Anders sehe es beim autonomen Fahren aus, "da sind wir dabei, da geht es um die Kommunikation von Fahrzeugen untereinander und zwischen Fahrzeugen und Infrastruktur. Die Automobilindustrie hat lange Zeit geglaubt, dass sie alles mit der Sensorik im Fahrzeug machen kann. Mittlerweile ist auch der Automobilindustrie klar, dass Fahrzeuge miteinander kommunizieren müssen und dass sie auch um die Infrastruktur nicht ganz herumkommen." Allerdings sei das autonome Fahren noch relativ weit weg, glaubt Kapsch. "Nur weil ein paar Fahrzeuge auf der Autobahn autonom fahren, sind wir noch lange nicht bei einem autonomen Verkehr."

Speziell im Stadtbereich müssten die Fahrzeuge mit Daten über Ampelsteuerungen oder Baustellen versorgt werden, "sonst haben Sie ununterbrochen Stau". Der Sinn des autonomen Fahrens sei es ja vor allem, den Verkehr besser fließen zu lassen und die Sicherheit zu erhöhen und nicht so sehr die Bequemlichkeit. Dafür brauche man eine Datenbasis. "Und da sind wir da, weil wir Daten erheben, aggregieren und distribuieren - ob das jetzt Ampeldaten sind, Verkehrsdaten oder Parken. In Wien zum Beispiel sind 40 Prozent des innerstädtischen Verkehrs nur Parkplatzsuche. Das muss man auch in den Griff bekommen, und mit all diesen Themen beschäftigen wir uns. Das Thema Mobilität ist sicher unser Kernthema für die Zukunft." Weitere Schwerpunkte seien Digitalisierung und IT-Sicherheit.

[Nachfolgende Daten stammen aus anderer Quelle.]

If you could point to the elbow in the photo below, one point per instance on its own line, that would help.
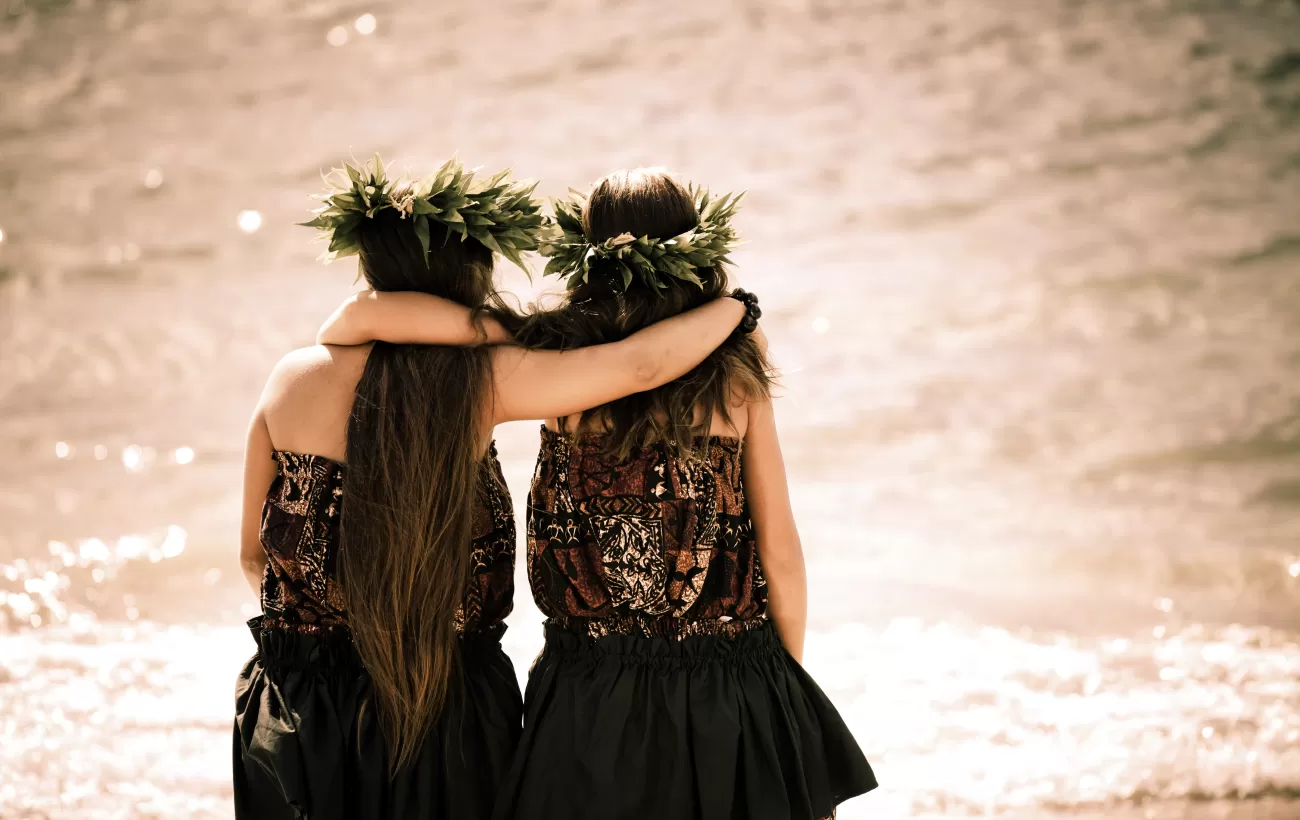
(646, 369)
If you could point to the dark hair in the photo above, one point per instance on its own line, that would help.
(414, 463)
(649, 203)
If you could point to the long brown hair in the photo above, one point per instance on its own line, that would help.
(649, 203)
(414, 458)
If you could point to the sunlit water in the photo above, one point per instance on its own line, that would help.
(1032, 272)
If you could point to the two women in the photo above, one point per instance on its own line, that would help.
(377, 526)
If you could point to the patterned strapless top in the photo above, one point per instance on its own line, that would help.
(300, 532)
(653, 546)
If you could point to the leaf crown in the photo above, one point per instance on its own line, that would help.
(625, 257)
(499, 213)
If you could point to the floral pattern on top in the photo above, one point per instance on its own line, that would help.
(300, 537)
(655, 545)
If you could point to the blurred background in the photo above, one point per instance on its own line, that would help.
(1031, 269)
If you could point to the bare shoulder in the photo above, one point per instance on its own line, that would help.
(310, 395)
(313, 368)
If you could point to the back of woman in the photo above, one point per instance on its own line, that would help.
(384, 550)
(376, 521)
(662, 550)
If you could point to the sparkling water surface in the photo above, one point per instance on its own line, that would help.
(1031, 270)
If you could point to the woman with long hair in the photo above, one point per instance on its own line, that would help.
(663, 551)
(376, 523)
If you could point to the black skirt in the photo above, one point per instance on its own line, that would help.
(705, 728)
(307, 743)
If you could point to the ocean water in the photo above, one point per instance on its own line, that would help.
(1031, 270)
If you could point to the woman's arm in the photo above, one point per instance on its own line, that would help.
(259, 472)
(779, 546)
(407, 317)
(537, 384)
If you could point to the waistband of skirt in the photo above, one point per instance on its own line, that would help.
(758, 640)
(332, 647)
(657, 627)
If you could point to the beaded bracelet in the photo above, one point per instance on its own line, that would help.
(752, 311)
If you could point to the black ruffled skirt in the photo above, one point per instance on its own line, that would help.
(307, 743)
(706, 728)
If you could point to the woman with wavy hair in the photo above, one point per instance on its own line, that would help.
(377, 526)
(663, 551)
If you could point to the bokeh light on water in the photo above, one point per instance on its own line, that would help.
(1030, 270)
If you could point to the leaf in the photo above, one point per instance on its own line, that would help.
(421, 233)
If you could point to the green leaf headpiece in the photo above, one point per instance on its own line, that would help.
(625, 257)
(499, 213)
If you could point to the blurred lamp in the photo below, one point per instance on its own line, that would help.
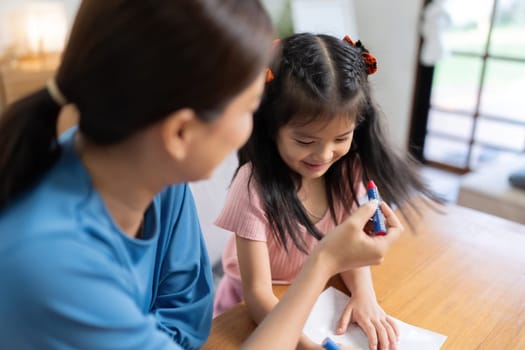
(39, 30)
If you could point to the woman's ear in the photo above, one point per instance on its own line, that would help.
(178, 131)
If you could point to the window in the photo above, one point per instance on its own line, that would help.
(470, 107)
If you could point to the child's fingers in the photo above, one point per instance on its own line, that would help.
(391, 218)
(362, 215)
(344, 320)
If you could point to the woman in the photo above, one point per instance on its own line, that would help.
(100, 245)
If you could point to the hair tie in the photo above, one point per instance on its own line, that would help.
(370, 60)
(55, 93)
(269, 73)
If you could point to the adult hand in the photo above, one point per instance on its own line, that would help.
(348, 246)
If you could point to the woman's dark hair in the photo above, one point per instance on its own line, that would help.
(319, 76)
(129, 64)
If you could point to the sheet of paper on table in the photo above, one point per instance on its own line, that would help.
(324, 316)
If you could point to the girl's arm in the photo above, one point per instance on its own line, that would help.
(254, 264)
(346, 247)
(364, 310)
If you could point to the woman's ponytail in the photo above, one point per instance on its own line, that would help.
(28, 142)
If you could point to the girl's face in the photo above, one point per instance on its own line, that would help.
(311, 149)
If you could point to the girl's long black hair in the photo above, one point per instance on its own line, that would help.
(319, 76)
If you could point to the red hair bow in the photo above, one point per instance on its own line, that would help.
(370, 60)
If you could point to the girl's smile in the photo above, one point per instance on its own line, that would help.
(311, 149)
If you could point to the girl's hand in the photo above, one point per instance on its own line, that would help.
(377, 325)
(348, 246)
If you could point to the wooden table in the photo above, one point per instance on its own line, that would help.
(462, 275)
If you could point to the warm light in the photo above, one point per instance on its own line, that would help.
(39, 29)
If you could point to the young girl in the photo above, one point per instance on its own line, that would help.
(318, 137)
(100, 246)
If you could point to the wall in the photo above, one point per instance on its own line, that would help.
(7, 6)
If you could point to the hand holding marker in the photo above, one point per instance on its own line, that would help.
(379, 219)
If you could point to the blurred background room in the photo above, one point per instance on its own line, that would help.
(450, 82)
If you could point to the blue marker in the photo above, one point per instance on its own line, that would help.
(379, 219)
(329, 344)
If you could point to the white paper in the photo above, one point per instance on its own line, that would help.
(322, 323)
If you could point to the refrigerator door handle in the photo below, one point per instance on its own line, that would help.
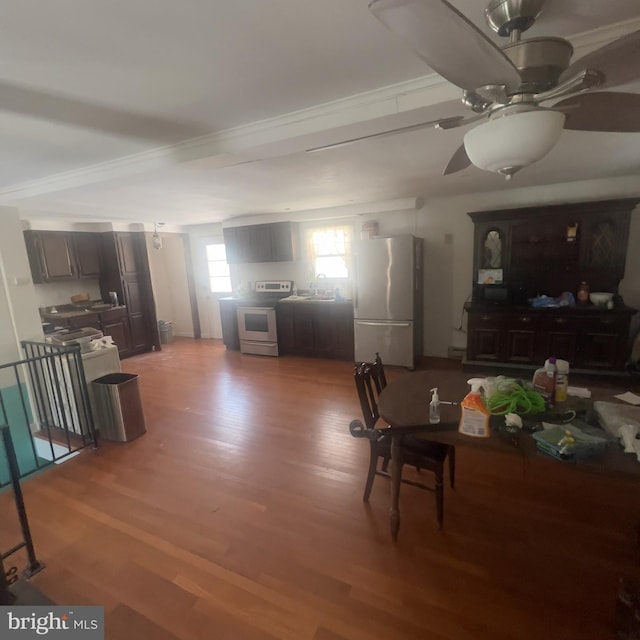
(371, 323)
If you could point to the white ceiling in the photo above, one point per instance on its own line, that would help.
(201, 110)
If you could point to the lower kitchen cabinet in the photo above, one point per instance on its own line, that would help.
(112, 322)
(589, 338)
(316, 329)
(115, 323)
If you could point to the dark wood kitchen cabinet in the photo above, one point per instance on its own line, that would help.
(229, 322)
(88, 254)
(56, 256)
(274, 242)
(126, 271)
(115, 323)
(316, 329)
(549, 250)
(589, 339)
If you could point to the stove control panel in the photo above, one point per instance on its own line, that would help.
(274, 286)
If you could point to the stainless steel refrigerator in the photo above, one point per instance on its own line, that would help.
(388, 302)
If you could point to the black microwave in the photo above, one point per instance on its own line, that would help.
(494, 294)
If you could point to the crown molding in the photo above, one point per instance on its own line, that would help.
(282, 134)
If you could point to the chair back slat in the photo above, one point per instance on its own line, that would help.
(370, 381)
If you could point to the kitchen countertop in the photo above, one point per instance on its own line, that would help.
(291, 299)
(65, 312)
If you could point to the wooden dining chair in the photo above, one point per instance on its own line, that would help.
(370, 379)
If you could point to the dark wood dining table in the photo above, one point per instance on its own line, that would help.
(404, 405)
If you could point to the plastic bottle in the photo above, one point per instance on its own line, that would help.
(562, 380)
(544, 380)
(582, 295)
(474, 420)
(434, 407)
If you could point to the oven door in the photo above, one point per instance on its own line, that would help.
(257, 330)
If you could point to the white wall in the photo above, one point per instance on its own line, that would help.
(168, 269)
(208, 310)
(19, 318)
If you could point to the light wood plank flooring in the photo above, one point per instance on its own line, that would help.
(239, 515)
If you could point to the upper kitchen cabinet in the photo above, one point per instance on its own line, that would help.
(87, 248)
(274, 242)
(56, 256)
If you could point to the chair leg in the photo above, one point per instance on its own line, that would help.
(439, 495)
(373, 463)
(452, 466)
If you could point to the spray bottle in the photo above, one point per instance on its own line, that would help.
(474, 420)
(434, 407)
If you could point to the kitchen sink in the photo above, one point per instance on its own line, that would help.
(320, 298)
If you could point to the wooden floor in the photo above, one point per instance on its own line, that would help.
(239, 515)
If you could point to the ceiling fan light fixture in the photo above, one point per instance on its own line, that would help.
(508, 143)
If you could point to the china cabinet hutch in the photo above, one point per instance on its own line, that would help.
(520, 254)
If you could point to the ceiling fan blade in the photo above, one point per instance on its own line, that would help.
(449, 43)
(618, 61)
(459, 161)
(443, 123)
(30, 101)
(601, 111)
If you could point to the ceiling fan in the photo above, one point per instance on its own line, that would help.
(506, 87)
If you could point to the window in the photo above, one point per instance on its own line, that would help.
(330, 251)
(219, 277)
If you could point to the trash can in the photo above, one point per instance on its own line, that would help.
(166, 331)
(118, 407)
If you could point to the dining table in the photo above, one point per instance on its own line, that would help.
(404, 405)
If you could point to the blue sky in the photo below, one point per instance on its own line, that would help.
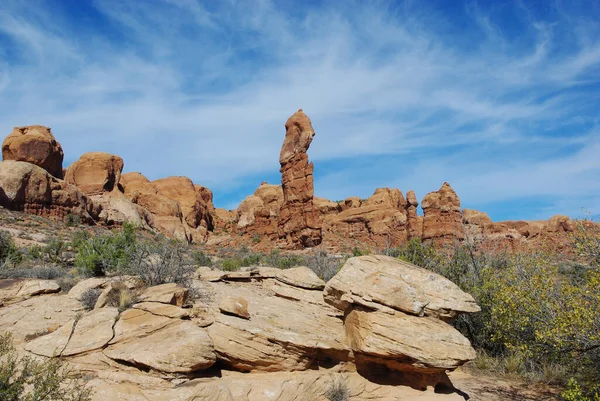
(501, 99)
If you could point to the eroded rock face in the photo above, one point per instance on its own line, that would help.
(380, 220)
(95, 173)
(380, 282)
(181, 347)
(299, 221)
(196, 212)
(442, 220)
(31, 189)
(34, 144)
(413, 223)
(258, 213)
(407, 343)
(167, 217)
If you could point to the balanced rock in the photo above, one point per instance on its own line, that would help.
(406, 343)
(380, 282)
(299, 221)
(31, 189)
(34, 144)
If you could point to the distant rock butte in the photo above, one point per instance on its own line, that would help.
(34, 144)
(276, 216)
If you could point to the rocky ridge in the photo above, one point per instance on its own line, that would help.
(286, 216)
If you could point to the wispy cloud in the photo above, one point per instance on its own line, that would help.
(411, 93)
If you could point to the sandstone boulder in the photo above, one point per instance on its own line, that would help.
(257, 214)
(442, 220)
(302, 277)
(280, 336)
(92, 331)
(235, 306)
(379, 221)
(36, 287)
(377, 282)
(31, 189)
(406, 343)
(195, 212)
(34, 144)
(181, 347)
(95, 173)
(299, 221)
(169, 293)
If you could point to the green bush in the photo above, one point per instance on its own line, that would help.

Obwohl das Thema der Nachfolge an der Unternehmensspitze noch längere Zeit nicht ansteht, hat man sich über das Thema schon Gedanken gemacht. In der nächsten Generation gibt es in der Familie insgesamt sieben Kinder, alle im Alter zwischen 19 und 25 Jahren. "Wir sind drei, ich habe eine Schwester und einen Bruder. Meine Schwester hat drei Töchter, mein Bruder hat zwei Söhne und ich habe auch zwei Söhne." Zwingen werde man niemanden ins Unternehmen zu gehen. "Wer will, kann, bei entsprechender Qualifikation", so Kapsch. Voraussetzung sei ein Master-Abschluss- "wenn einer Philosophie macht oder Psychologie gilt das genauso" - sowie Berufserfahrung in einem anderen Unternehmen. "Interessant ist, dass zwei meiner Nichten an der TU studieren und die Burschen alle nicht Technik machen. Einer macht Landwirtschaft und drei machen Betriebswirtschaft."